ALBANY, N.Y. (NBC) – The U.S. attorney in Brooklyn and the FBI have begun a preliminary investigation into the way New York Gov. Andrew Cuomo’s administration handled data about Covid-19 nursing home deaths.
After early praise for his leadership when his state became the U.S. epicenter of the pandemic, the governor is now dealing with accusations of underreporting nursing home deaths.
In recent weeks, the administration revealed that 15,000 long-term care residents have died, up from the 8,500 previously disclosed.
Spokespeople for the U.S. attorney in Brooklyn and the FBI declined to comment Wednesday night.
The Albany Times Union first reported news of the inquiry.
“As we publicly said, DOJ has been looking into this for months. We have been cooperating with them and we will continue to,” a senior advisor for the governor, Rich Azzopardi, said Wednesday night.
Last month, state Attorney General Letitia James released a damning report that said the state Health Department underreported the Covid-19 death toll at nursing homes by as much as 50 percent.
And last week, Melissa DeRosa, Cuomo’s top aide, said that the state held off on releasing the fuller death count in August because of fears that President Donald Trump would use the information against Cuomo.
On Monday, the governor acknowledged that “things should have been done differently” and insisted that “lessons were learned.”
“In retrospect, should we have given more priority to fulfilling information requests? In my opinion, yes. And that’s what created the void,” Cuomo said. “I just want to make sure people know these are the facts: Everything that could have been done was done.”
Democratic and Republican lawmakers in New York are now reported to be reconsidering their decision to grant Cuomo emergency powers to contend with the Covid-19 crisis.
New York was hit hard in the early days of the pandemic, and until recently the state led the country in Covid-19 deaths.
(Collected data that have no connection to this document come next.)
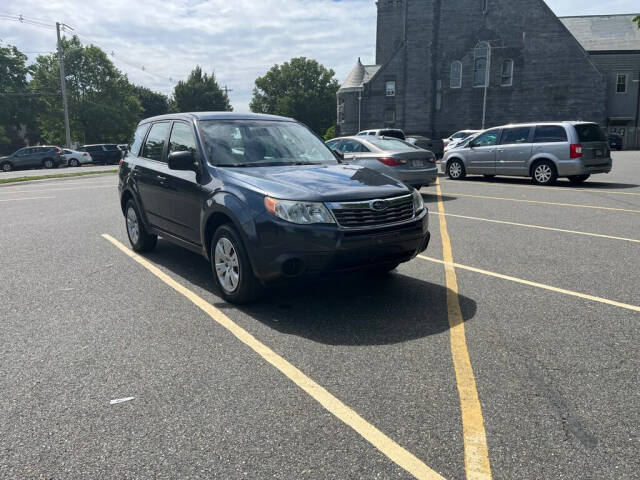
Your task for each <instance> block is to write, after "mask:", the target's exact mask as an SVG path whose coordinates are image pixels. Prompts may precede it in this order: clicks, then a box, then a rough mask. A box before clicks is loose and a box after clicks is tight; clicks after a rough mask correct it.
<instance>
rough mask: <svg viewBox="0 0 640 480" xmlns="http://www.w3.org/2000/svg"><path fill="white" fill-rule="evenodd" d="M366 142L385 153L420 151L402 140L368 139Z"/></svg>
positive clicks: (371, 138) (387, 138)
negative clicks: (375, 146)
mask: <svg viewBox="0 0 640 480" xmlns="http://www.w3.org/2000/svg"><path fill="white" fill-rule="evenodd" d="M367 141H368V142H370V143H373V144H374V145H375V146H376V147H378V148H380V149H381V150H385V151H387V152H409V151H413V150H420V149H419V148H418V147H415V146H413V145H411V144H410V143H407V142H403V141H402V140H398V139H395V138H369V139H368V140H367Z"/></svg>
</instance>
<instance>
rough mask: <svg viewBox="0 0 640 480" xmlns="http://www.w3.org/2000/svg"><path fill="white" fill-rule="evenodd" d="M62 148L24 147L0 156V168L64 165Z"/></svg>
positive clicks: (65, 163)
mask: <svg viewBox="0 0 640 480" xmlns="http://www.w3.org/2000/svg"><path fill="white" fill-rule="evenodd" d="M66 164H67V161H66V159H65V157H64V155H63V154H62V149H60V148H59V147H55V146H39V147H24V148H21V149H20V150H18V151H17V152H15V153H13V154H12V155H9V156H7V157H0V170H2V171H3V172H10V171H11V170H17V169H23V168H56V167H58V166H60V165H66Z"/></svg>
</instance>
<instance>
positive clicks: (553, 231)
mask: <svg viewBox="0 0 640 480" xmlns="http://www.w3.org/2000/svg"><path fill="white" fill-rule="evenodd" d="M430 213H433V214H435V215H441V214H440V213H438V212H430ZM445 215H446V216H447V217H455V218H464V219H467V220H478V221H481V222H490V223H499V224H502V225H513V226H515V227H527V228H537V229H540V230H550V231H552V232H561V233H574V234H576V235H588V236H590V237H598V238H606V239H609V240H622V241H625V242H635V243H640V240H637V239H635V238H626V237H614V236H613V235H601V234H599V233H588V232H580V231H578V230H565V229H563V228H553V227H543V226H541V225H530V224H528V223H516V222H506V221H504V220H491V219H489V218H480V217H469V216H467V215H455V214H453V213H445Z"/></svg>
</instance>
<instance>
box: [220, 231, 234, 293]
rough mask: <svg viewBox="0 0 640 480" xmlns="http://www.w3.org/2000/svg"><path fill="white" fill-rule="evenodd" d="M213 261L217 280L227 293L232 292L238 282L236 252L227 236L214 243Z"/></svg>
mask: <svg viewBox="0 0 640 480" xmlns="http://www.w3.org/2000/svg"><path fill="white" fill-rule="evenodd" d="M214 257H215V258H214V262H215V269H216V276H217V277H218V282H219V283H220V285H221V286H222V288H223V289H224V290H225V292H227V293H233V292H234V291H235V290H236V289H237V288H238V285H239V283H240V263H239V261H238V252H237V251H236V249H235V247H234V246H233V243H231V240H229V239H228V238H227V237H221V238H220V239H219V240H218V243H216V248H215V254H214Z"/></svg>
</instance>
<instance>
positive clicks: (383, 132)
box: [380, 130, 405, 140]
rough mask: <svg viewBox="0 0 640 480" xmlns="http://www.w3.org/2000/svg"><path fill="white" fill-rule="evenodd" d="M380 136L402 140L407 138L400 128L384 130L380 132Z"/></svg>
mask: <svg viewBox="0 0 640 480" xmlns="http://www.w3.org/2000/svg"><path fill="white" fill-rule="evenodd" d="M380 136H381V137H393V138H399V139H400V140H404V138H405V137H404V133H402V132H401V131H400V130H382V131H381V132H380Z"/></svg>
It had recorded 47,301 as of Wednesday, second only to California’s 47,670 deaths, according to the most recent NBC News data.
Most of New York’s deaths came in the early days of the pandemic, when public health officials were trying to figure out how the coronavirus was spreading.
The U.S. Eastern District is likely handing this investigation in part because U.S. Attorney Audrey Strauss for the Southern District is the mother-in-law of Cuomo’s aide DeRosa and would have to recuse herself and office.
A spokesman for the U.S. Attorney Southern District also declined comment Wednesday night.
This — as new legislation calls for the release of all tapes concerning that data.
Republican lawmakers are calling for the Cuomo administration to fully release video or audio transcripts of the conversation made with Democratic Legislators.
Wednesday, Assemblyman Mike Lawler introduced a bill that would release the recording of calls the Cuomo administration only released a part to the public.
The legislation would force the governor to hand over any recordings from his staff’s call with democratic legislators.
Lawler says this legislation comes down to the true cost of human life.
“They engaged in a coordinated cover-up to withhold information, the true cost, in human life from their policy decisions.”Mike Lawler, (R-NY) Assembly District 97
Assemblyman Lawler said in an interview with 18 News, if these recordings are released — the plan is to release them to the public — and turn them over to the NYS Attorney General Letitia James and the department of justice for a criminal investigation.